Born the son of a poor foot soldier under the name Hiyoshimaru, he made a living as a peddler. He came from the Owari province, near Nagoya, and joined at a young age the armies of the great warrior Oda Nobunaga (1534-82). Gradually seizing opportunities as they came, he rose through the ranks and finally came to serve as a general. It is said that on a cold day the soldier Hideyoshi was holding Nobunaga's sandals in his chest to warm. Seeing it, Nobunaga liked that and promoted him. He was the faithful subordinate of Nobunaga thereafter.
However, faithfulness was not his only qualities. Although he was not a handsome person, people said he resembled a monkey, he was a cleaver diplomat, good player in intrigues, so important at the Japanese courts, and a skilful warrior. Furthermore, it turned out that it was a person with an undesirable ambition, which did not stop at being the supreme ruler of Japan. These qualities were what made him rise into Japanese history.
Not having a family name, he took in 1561 the name Kinoshita Tokichiro, which fitted better with his higher ranking in the army.

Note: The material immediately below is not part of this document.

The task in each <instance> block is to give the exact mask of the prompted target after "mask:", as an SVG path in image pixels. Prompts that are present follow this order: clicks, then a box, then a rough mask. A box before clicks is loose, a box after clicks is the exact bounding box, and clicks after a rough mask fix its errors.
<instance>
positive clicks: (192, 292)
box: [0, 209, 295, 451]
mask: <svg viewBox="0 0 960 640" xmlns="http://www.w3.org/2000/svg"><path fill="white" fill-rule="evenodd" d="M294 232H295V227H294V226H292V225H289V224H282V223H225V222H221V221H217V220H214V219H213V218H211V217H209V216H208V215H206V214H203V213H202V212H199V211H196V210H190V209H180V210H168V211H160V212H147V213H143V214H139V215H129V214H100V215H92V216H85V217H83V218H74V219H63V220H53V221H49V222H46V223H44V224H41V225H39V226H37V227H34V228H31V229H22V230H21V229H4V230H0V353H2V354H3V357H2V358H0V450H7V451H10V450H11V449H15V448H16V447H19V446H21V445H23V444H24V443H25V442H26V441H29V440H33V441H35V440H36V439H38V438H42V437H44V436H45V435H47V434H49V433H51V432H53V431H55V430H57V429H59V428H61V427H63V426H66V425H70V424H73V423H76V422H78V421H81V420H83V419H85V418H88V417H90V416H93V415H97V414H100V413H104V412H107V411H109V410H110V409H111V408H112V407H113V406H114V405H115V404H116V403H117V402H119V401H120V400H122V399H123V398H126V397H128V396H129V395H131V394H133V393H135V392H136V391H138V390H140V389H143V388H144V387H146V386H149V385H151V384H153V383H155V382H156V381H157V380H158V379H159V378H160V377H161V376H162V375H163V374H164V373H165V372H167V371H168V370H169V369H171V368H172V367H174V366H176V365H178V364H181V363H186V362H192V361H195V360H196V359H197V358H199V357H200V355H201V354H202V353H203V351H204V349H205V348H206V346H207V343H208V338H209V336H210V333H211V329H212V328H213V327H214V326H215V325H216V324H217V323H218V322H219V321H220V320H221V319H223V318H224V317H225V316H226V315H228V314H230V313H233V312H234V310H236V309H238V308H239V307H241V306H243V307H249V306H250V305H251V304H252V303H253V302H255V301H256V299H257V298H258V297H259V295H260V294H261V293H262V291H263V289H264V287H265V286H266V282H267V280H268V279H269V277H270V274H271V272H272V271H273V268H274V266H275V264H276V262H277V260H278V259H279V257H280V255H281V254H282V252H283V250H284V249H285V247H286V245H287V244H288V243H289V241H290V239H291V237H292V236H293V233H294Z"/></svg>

In 1573, he was awarded the large domains seized from the Azai family by Nobunaga and he changed his name to Hashiba Hideyoshi. Other family members profited from his position and used the name Hashiba since that time. He became master of Nagahama Castle in Omi, and encouraged economic development in the region. When Nobunaga took his unification struggles to the west, Hideyoshi too fought fiercely in many places.
After Obu Nobunaga took his own life in 1582, Hideyoshi emerged after a struggle for power, as the new ruler and continued Nobunaga's unification. Immediately after he came into power he conducted a land survey to establish ownership. After many confusing years it restored legality in Japan and gave him great political weight. He disarmed non-warriors by separation commoners from the new samurai class. This effected a division in social structure, which remained until the end of the Edo era. Hideyoshi also encouraged the minting of coin, and he abolished highway barriers, stimulating the movement of goods and instituting free markets to undermine the vested interests of guilds.
After years of wars, Hideyoshi created renewed structure in the Japanese society. These times were excellent for new artistic views to bloom. People outside the Kyoto courts suddenly were able to express their creative need. Wealthy Sakai merchants, as Sen no Rikyu, refined the art of tea and had a profound influence on the newly created Japanese society. The new warrior class had its own ideas about art, different from the old fashioned Kyoto court artists.
But Hideyoshi was to ambitious. His ideas went further that the Japanese archipel. He dreamed to be the ruler over whole east Asia. On two occasions, in 1592 and 1597, he launched ill-fated attacks into Korea in order to prepare a jumping-off point for the conquest of China However, they brought no military advantage, but devastated Korea. They contributed to the final loss of Toyotomi authority.
Hideyoshi's imperial ambitions led him to neglect domestic politics throughout the 1590's. By the end of his life, he had assumed the family name, Toyotomi (Abundant Provider). The peace he had brought to Japan had held together only out of personal loyalties. These loyalties ran deep, for Hideyoshi had amassed tremendous wealth and lavished it on the imperial court and on various lords throughout the country. However, when he died at Fushimi Castle in 1598, the loyalties that people felt for him died as well. He named his young son, Hideyori, as his successor, but he was quickly killed and a new struggle for power emerged, which ended in the Edo Shogunate of Tokugawa Iyasu.
Hideyoshi Toyotomi was enshrined in his own temple, called after his posthumous name Toyokuni (Wealth of the Nation), sitting above the Great Buddha he had built in Kyoto.